Representatives from the state's independent and major supermarkets are talking with authorities about how to open new supply routes.
Mr Grady says one option could be to send food to the state's north and then try to move it inland.
In the meantime supermarkets are trying to stockpile essentials in flood-affected areas.
Hundreds face evacuation
More than 1000 people have already been evacuated reports the ABC.
Up to 80% of Emerald, a town of 11,000 residents in central Queensland, is expected to be inundated when the Nogoa River peaks at a predicted 16.2 metres on Friday.
Queensland's Premier Anna Bligh, who has arrived there, says more military helicopters will be sent to flood-affected areas and a Black Hawk will be stationed at the airport for the next few days.

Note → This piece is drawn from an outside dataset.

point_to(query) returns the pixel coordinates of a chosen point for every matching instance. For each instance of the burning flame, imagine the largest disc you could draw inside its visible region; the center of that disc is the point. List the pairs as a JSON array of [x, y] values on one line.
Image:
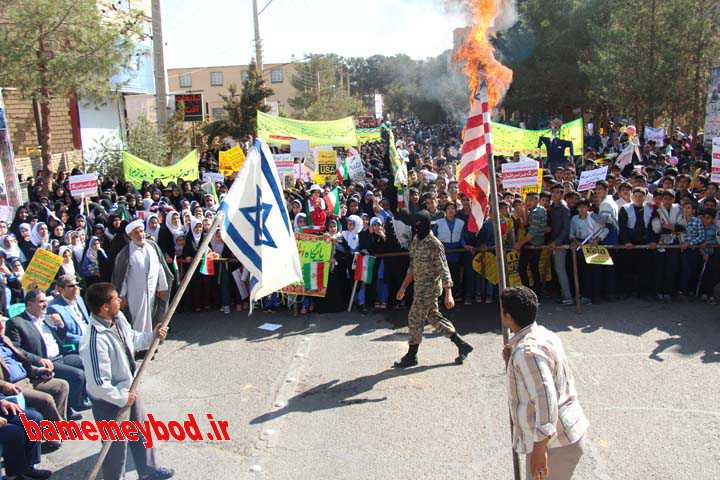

In the city of Bundaberg, more than 400 homes were evacuated on Thursday as the Burnett River peaked at 7.9 metres on Thursday morning.
The BBC reports the previous high water record for the Burnett River was about 7.2 metres in 1954.
Some houses are nearly submerged and whole communities are isolated.
All 100 residents of the town of Condamine are being evacuated and the Condamine River is expected to peak at more than 15 metres.
No-one is left in the town of Theodore, west of Bundaberg, after the first complete evacuation of a town in Queensland's history.
In Rockhampton emergency crews have had more than 100 calls as the Fitzroy River rises and it's expected to peak at 9.4 metres early next week, a metre higher than first predicted.
The cost of the damage is expected to top AU$1 billion, including big losses of sunflower and cotton crops.